Digitale Kuratoren im Bereich der Kunst?

Geschrieben am 4.2.2009 von Teriell  
Kategorie: Kunst und Medien

Gestern habe ich mir ein Video von der next08 angesehen. Es handelte sich dabei um einen Vortrag von Steve Rubel (hier sein Blog Micropersuasion) mit dem Thema “10 Trends that Will Shape Your Digital Future”. Während des Vortrags sprach er mitunter über die zukünftige Rolle des digitalen Kurators (hier ein Eintrag auf Rubels Blog zum Thema). Die Rolle des digitalen Kurators ist natürlich nicht allein auf die Gefilde der Kunst beschränkt, sondern begründet sich vor allem in der Notwendigkeit, der wachsenden (insbesondere digitalen) Informationsflut mit Filterungs- bzw. Selektionsmechanismen zu begegnen. In dem Eintrag auf Rubels Blog meint dieser:

Information overload makes it difficult to separate junk from art. It requires a certain finesse and expertise - a fine tuned, perhaps trained eye. Google, memetrackers such as Techmeme and social news sites like digg are not curators. They’re aggregators - and there’s a big difference.

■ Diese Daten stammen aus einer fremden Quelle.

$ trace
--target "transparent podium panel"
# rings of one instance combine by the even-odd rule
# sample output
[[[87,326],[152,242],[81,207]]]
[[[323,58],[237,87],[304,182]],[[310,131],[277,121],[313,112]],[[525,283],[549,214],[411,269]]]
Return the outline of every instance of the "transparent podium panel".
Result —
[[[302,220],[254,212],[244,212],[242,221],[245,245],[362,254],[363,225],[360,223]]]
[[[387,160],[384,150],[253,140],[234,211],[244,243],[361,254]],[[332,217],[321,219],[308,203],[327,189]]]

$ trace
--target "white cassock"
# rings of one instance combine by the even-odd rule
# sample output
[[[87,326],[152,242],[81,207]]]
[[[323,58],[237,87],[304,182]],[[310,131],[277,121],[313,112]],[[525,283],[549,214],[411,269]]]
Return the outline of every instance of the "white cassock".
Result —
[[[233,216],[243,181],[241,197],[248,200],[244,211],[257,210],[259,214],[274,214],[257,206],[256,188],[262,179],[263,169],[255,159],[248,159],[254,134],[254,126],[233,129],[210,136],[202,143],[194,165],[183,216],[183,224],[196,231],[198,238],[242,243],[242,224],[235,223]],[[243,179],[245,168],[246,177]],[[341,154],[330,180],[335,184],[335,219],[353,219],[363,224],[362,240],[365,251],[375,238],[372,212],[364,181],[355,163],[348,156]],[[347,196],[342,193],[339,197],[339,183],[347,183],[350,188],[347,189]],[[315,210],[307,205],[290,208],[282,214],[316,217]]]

The call of the curator requires people who are selfless and willing to act as sherpas and guides. They’re identifiable subject matter experts who dive through mountains of digital information and distill it down to its most relevant, essential parts. Digital Curators are the future of online content. Brands, media companies and dedicated individuals can all become curators. Further, they don’t even need to create their own content, just as a museum curator rarely hangs his/her own work next to a Da Vinci. They do, however, need to be subject matter experts.

[Quelle: micropersuasion]

Doch wenn nun auch die Funktion digitaler Kuratoren über den Bereich der Kunst hinausgeht, so wäre es doch ebenso interessant zu überlegen, welche Funktion digitale Kuratoren auch im Bereich der Kunst erfüllen könnten. Denn jedem der schonmal DeviantArt oder Flickr etc. besucht hat, dürfte aufgefallen sein, dass die Welt der digitalisierten Bilder enorm groß und unüberschaubar geworden ist und sich exponentiell aufbläht. Das Problem ist dort wie bei jedweder digitalen Information, dass es zwar Aggregationsmechanismen gibt, aber wenige adäquate Filtermechanismen hinsichtlich einer spezifischen Qualität. Wären also digitale Kuratoren im Bereich der Kunst denkbar, um mit ihren höchst eigenen Agendas diesen Bilderwust zu sortieren?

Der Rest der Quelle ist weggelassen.